Centrica gives
backing to pounds 450m 'clean energy' fun
Sep 12, 2006 - Independent-London
Author(s): Saeed Shah
Climate Change Capital, the specialist bank, has raised by far the
largest private sector fund dedicated to investment in clean energy and
reducing greenhouse gas emissions, with Centrica and two blue-chip
pension funds among the investors.
The fund has raised $830m (pounds 450m) in just three months and is
expected to top $lbn before closing, with investors including two of the
world's top five pension funds, ABP and PGGM, both public sector funds
in the Netherlands. Most of the money will be invested in the developing
world.
It is Climate Change Capital's second fund. The first raised $130m.

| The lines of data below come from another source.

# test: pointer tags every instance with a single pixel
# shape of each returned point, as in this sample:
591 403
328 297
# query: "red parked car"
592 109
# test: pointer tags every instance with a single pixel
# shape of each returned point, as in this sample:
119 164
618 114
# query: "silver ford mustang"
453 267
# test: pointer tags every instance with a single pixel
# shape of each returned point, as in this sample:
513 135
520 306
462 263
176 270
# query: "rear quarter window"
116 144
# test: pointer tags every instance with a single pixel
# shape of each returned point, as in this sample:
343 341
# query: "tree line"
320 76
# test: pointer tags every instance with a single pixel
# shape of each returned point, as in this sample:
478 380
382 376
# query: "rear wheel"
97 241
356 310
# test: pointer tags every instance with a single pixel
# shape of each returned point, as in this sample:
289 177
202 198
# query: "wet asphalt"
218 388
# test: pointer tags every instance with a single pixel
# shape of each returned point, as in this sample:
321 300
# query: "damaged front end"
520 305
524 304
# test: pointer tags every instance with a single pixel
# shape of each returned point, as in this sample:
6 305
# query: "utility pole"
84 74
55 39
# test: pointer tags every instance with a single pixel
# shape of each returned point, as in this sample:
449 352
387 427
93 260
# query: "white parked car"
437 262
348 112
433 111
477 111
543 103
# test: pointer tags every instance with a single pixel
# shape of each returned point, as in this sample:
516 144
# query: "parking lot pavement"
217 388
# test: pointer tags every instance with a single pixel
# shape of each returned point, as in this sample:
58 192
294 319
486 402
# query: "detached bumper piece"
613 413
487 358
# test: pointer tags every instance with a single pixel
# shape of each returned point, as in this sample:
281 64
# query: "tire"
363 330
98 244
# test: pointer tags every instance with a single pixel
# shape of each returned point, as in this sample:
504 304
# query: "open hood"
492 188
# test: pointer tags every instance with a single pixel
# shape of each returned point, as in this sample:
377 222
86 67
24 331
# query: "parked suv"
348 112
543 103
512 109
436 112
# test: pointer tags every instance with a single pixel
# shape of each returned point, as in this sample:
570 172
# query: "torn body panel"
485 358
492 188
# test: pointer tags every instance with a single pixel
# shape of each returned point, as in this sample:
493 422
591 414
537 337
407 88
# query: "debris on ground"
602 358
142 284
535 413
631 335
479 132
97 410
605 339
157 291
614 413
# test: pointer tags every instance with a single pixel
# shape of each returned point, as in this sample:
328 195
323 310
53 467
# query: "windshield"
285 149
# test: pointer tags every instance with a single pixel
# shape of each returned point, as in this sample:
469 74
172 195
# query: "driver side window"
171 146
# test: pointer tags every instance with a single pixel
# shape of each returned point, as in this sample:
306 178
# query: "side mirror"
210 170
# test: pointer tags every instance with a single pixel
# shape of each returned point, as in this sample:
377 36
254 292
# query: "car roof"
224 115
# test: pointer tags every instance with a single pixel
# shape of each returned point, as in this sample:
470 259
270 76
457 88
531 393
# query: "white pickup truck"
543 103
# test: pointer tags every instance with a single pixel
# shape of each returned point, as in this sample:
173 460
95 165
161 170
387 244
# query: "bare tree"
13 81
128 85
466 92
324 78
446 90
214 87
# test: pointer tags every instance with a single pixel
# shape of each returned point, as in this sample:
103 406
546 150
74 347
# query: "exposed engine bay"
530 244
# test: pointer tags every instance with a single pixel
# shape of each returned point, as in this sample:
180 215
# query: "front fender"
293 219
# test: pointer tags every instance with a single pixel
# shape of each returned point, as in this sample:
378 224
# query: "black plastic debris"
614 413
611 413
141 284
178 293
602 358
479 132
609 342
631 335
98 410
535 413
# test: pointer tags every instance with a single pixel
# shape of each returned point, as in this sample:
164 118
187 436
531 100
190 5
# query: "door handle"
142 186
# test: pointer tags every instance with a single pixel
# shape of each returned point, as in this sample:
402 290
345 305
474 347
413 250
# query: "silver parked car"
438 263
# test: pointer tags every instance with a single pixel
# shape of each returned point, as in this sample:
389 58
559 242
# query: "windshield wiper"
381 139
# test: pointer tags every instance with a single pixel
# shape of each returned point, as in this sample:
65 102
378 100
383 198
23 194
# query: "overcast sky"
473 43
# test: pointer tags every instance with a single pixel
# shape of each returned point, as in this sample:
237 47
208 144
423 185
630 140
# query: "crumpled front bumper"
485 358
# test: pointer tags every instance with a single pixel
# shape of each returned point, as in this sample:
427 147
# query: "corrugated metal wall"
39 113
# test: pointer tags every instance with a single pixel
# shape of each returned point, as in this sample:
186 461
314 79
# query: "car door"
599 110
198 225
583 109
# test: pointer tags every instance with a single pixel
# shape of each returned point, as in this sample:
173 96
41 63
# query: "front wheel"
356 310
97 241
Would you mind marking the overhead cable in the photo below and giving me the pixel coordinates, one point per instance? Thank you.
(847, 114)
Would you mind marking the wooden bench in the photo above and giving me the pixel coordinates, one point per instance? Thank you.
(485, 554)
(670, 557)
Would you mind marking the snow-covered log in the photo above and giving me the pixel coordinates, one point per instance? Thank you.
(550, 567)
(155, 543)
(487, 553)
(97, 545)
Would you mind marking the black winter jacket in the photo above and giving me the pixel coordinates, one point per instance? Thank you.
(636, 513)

Only the World Bank has raised more money to put into the low carbon
economy.
The new fund also announced its first investment, a move into China,
by putting money into a scheme to cut emissions from a chemicals
factory. Developing countries such as China do not have limits to the
amount of greenhouse gases they produce.
James Cameron, the vice-president of Climate Change Capital, said:
"This is further proof that the so-called 'green economy' has arrived,
as the world realises that combating global warming is an economic
opportunity as well as a necessity.
"The profile of the investors backing this new asset class, created
due to the Kyoto Protocol, confirms this, reflecting very real progress
in the development of the carbon market."

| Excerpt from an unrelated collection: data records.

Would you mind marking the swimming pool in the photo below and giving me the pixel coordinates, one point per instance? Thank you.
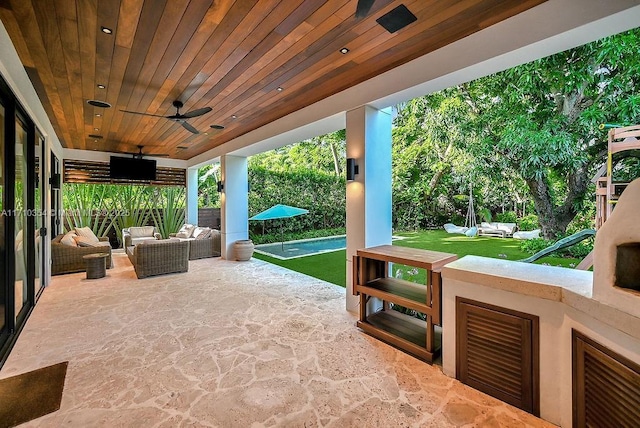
(302, 248)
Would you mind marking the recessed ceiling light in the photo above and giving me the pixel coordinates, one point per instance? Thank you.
(97, 103)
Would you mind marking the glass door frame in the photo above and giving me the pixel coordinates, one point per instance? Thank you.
(15, 322)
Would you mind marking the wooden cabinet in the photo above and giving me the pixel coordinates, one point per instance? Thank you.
(606, 385)
(498, 352)
(371, 269)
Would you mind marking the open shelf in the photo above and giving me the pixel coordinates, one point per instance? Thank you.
(404, 293)
(370, 279)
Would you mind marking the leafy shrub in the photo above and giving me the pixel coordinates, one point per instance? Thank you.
(322, 194)
(528, 222)
(309, 234)
(506, 217)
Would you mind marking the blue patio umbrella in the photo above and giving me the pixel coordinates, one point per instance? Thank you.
(279, 211)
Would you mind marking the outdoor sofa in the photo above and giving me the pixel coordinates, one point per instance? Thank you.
(203, 241)
(159, 257)
(134, 235)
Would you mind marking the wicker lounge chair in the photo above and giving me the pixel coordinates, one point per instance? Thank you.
(68, 259)
(159, 257)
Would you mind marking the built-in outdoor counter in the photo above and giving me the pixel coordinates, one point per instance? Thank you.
(517, 331)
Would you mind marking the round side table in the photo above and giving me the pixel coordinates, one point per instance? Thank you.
(96, 265)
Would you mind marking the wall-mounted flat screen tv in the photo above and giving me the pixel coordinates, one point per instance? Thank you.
(121, 168)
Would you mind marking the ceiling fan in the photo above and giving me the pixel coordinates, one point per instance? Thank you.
(139, 154)
(179, 117)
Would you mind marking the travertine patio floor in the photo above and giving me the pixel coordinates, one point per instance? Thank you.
(232, 344)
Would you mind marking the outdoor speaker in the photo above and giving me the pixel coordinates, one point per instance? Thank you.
(352, 169)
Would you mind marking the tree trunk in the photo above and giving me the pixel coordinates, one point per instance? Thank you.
(336, 161)
(541, 194)
(554, 220)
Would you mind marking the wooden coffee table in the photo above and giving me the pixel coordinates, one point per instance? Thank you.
(96, 265)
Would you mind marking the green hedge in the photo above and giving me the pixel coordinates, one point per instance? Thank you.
(322, 194)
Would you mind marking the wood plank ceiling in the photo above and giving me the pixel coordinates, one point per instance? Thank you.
(230, 55)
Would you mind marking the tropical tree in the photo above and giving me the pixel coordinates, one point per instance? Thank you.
(541, 120)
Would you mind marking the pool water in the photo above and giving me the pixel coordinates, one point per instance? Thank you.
(302, 248)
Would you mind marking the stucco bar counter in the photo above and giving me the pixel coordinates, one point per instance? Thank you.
(540, 331)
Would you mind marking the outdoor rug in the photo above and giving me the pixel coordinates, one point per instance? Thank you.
(30, 395)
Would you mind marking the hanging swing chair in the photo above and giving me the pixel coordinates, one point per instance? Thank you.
(470, 221)
(470, 227)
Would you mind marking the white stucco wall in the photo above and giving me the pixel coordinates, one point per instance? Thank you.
(559, 309)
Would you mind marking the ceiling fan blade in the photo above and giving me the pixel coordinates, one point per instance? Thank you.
(197, 112)
(143, 114)
(363, 8)
(189, 128)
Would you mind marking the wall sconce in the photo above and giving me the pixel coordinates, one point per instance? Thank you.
(352, 169)
(55, 180)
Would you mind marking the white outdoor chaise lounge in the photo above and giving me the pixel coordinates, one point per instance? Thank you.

A new asset class has been created by public policy to tackle climate
change. In countries signed up to the Kyoto Protocol, moves to reduce
greenhouse gases are rewarded by being issued with carbon credits. These
credits can then be used or sold on.
Under the clean development mechanism, credits created in the
developing world can be transferred to industrialised nations.
For Centrica, the UK gas supplier, it means access to carbon credits
from China that it can use to offset greenhouse gas emissions that are
produced by its UK power stations.
Sue Wheeler, Centrica's head of new energy, said: "Centrica believes
project credits like these are a vital step towards global engagement in
reducing carbon emissions. Projects developed under the clean
development mechanism deliver real and enduring carbon emissions
reductions and, in the absence of legally binding targets, open a path
way to Kyoto for many developing countries."
It is Centrica's first investment of its kind, though the company did
not disclose how much money it put in. Centrica runs seven large power
stations which, together with its off-shore installations, produced 6.4
million tonnes of carbon dioxide last year.